3. We change orders periodically
It is good that we change orders from time to time. We can take advantage, for example, with the change of quarter or with the change of the season of the year to propose new ones. It is possible that, over time, we detect that some of the children begin to not solve the order or to do it wrong. In this case, we can propose a change before. When they change jobs, they are motivated again by a new responsibility.
4. Not doing his errands for him
I'm going to give you a very graphic example, but it works. If we have a son whose job is to set the table, and one day he forgets to do it, let's not do it. We have to put the food on the table, we all sit down, and seeing that we cannot eat because the cutlery or plates are missing, let him see how important his order is, that without his task no one in this house can eat. By doing this exercise you will see how he will do it the next day because he will have realized how important he is in this house.

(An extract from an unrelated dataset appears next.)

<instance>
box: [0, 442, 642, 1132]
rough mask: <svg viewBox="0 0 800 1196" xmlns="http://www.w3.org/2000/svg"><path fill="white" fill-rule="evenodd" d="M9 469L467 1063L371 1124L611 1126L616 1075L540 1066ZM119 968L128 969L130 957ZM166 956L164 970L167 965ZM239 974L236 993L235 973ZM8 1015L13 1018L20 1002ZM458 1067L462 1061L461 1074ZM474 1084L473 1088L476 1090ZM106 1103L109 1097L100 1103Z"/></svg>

5. Orders must be age-appropriate
The orders must be established according to the ages of the children, it is clear that each child cannot be required the same.
Below you can see the poster that we have made in my house and that we always have in view so that all my children know what their orders are for a week. In addition, we take the opportunity to detail schedules and uses of the family computer.
As we have said before, commissions can be divided into family or personal. Some examples of family assignments, those tasks to help at home, to be given to others are the following:
- Sort the cushions at home.
- Raise the blinds when you get home or lower them if we leave.
- Put on or remove the dishwasher.
- Order the room.
- Vacuuming (they love it!).
- Watering plants.
- Pick up the hanging clothes or hang them up (depending on age).
- Read stories to little brothers.
- Give mom and dad a hug every day.
Personal commissions, those orders that you must do yourself with your things, can be some of these:
- Clean shoes.
- Make the bed.
- Tidy up the clouth.
- Sort the toys.
- Prepare the school backpack.
- Prepare sports clothing.
The goal of personal commissions is to get children to get used to them and incorporate them into their routines. In this way, when they take responsibility for their tasks, they end up assuming them as their own and they become part of their day to day.